Posted 06 January 2014
By Alexander Gaffney, RAC
Keeping track of adverse events is a tricky task, even for regulators. Even when a drug has undergone a rigorous premarket assessment process, some risks may not become evident until a product is used by millions. And for other drugs, a particularly rare but serious side effect may take months, if not years, to be identified.
But being a regulator in 2014 means having access to something regulators of old did not: Big data.
In late December 2013, the US Food and Drug Administration (FDA) quietly announced that it plans to begin leveraging that data to better assess drugs in post-market settings, allowing it to determine which drugs may be definitely dangerous, and which ones may need targeted warnings to tailor their appropriate use.
At present, side effects are reported to FDA voluntarily, usually by healthcare professionals or companies using a variation of Form FDA 3500. As of 2013, consumers can also report side effects using Form FDA 3500B.
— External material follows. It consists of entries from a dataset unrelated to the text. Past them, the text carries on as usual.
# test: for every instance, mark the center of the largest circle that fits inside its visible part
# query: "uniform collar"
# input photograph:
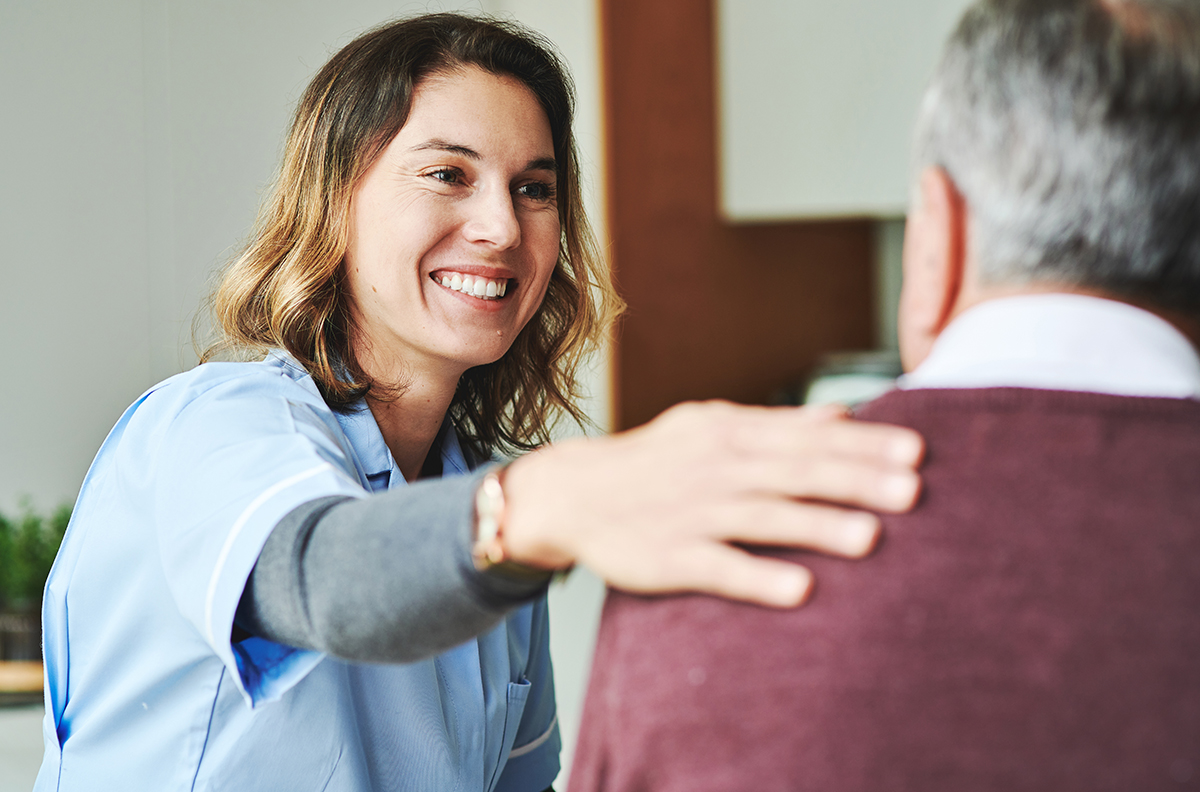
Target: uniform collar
(366, 439)
(1062, 342)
The problem for regulators, however, is twofold. The first problem is that submission of the form is voluntary, and it is thought that the vast majority of adverse events are never reported to FDA. The second problem is the overall complexity of the form, which can result in inaccurate or incomplete reports.
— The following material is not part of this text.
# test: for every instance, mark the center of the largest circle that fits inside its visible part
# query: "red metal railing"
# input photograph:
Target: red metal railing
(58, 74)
The form is, in other words, not a tool FDA can completely rely on.
But increasingly, many healthcare systems are tracking their patients using electronic medical records (EMRs), sometimes referred to as electronic health records (EHRs). In recent years the US has poured tens of billions of dollars into incentivizing their use in hospital systems, and US government payers like Medicare are poised to soon tie reimbursement to use of EMRs.
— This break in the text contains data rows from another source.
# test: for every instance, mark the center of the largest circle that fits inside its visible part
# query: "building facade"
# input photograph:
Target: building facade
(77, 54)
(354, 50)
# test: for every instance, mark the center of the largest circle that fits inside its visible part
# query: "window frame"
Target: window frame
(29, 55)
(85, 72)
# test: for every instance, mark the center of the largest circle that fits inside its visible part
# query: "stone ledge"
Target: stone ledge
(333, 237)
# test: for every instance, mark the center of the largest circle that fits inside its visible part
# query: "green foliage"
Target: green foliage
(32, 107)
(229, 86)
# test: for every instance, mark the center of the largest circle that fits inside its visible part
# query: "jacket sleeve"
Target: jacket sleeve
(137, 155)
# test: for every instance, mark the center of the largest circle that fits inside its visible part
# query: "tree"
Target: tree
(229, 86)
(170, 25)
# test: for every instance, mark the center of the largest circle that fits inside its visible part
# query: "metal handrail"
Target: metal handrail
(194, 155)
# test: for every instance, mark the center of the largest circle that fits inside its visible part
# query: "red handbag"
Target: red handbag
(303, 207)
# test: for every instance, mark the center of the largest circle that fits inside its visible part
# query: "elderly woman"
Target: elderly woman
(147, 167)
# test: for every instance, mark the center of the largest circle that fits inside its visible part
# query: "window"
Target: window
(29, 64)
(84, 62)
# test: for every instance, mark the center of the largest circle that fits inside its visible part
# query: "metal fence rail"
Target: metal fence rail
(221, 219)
Whereas Medicare may be most interested in outcomes, FDA has expressed its preliminary interest in adverse events. Its 20 December 2013 posting on the Federal Business Opportunities (FBO) website states that it is looking for a partner to develop for it a database of de-identified (scrubbed of individually-identifying patient information) EMR data.
"FDA seeks continued access to a longitudinal patient-level EMR data," the agency explained.
Such a system would allow FDA to "estimate the contribution of various risk factors," FDA said, including demographics, health history, diagnoses and procedures, laboratory test orders and results, use of drugs and biologics, and health encounters like hospitalizations or visits to a physician.
And when we said FDA wants access to big data, we do mean big data. The proposed database would include a minimum of 10 million patients, at least half of whom would be so-called "Active" patients. Half of all patients would have to have been in the system for three continuous years, allowing FDA to track health outcomes longitudinally.
Other useful links in the database will hopefully include mother-baby linkages and national death index data, FDA said.
FDA is accepting responses for the "Sources Sought" notice until 7 January 2014.